The Mudcat Café TM
Thread #112923   Message #2395772
Posted By: Paul Burke
23-Jul-08 - 05:37 AM
Thread Name: Advice Req: Dance Tunes and Airs - talk
Subject: RE: Advice Req: Dance Tunes and Airs - talk
I suppose no one wants to reignite "what is a traditional instrument", and wisely too.

You need to cover all the influences: ancient roots (traditional bagpipes say); fashion/art music influences (availability of instruments like fiddle, flageolet, flute, guitar; the Frenchification of the Northumbrian and Uilleann pipes); popular music influences (early/ late music hall and theatre bringing concertinas, accordeons, melodeons, guitars); communal culture like brass bands.

And then discuss why only some of those inputs took in the "folk tradition". If it was the availability of cheap instruments, what happened to all those redundant art music lutes after the mid 18th century? Church cornetts and serpents? Why did the concertina become a "folk" instrument but not the guitar (in England) until the American influence of the Revival(s)?
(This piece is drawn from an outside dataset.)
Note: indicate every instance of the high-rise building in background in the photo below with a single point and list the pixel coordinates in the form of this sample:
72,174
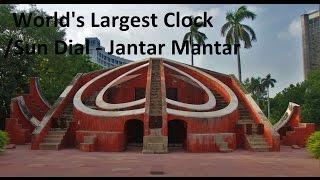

Why were the smaller brass instruments not used in, say, Morris? (or the larger ones for that matter) Or were they? Why did bagpipes go out of fashion? I can tell you why the saxophone and oboe haven't caught on in Irish sessions: the one's too loud and strident, the other too hard to play.

It's a deep subject, that touches on late unhappy exchanges here, and though I'm no expert, it seems solid information is either hard to come by, or discounted for ideological reasons. Who played what, and when, and was it traditional music or some other kind?

I suppose you could start by talking of self- defining musical communities, and how they define themselves, and go from there.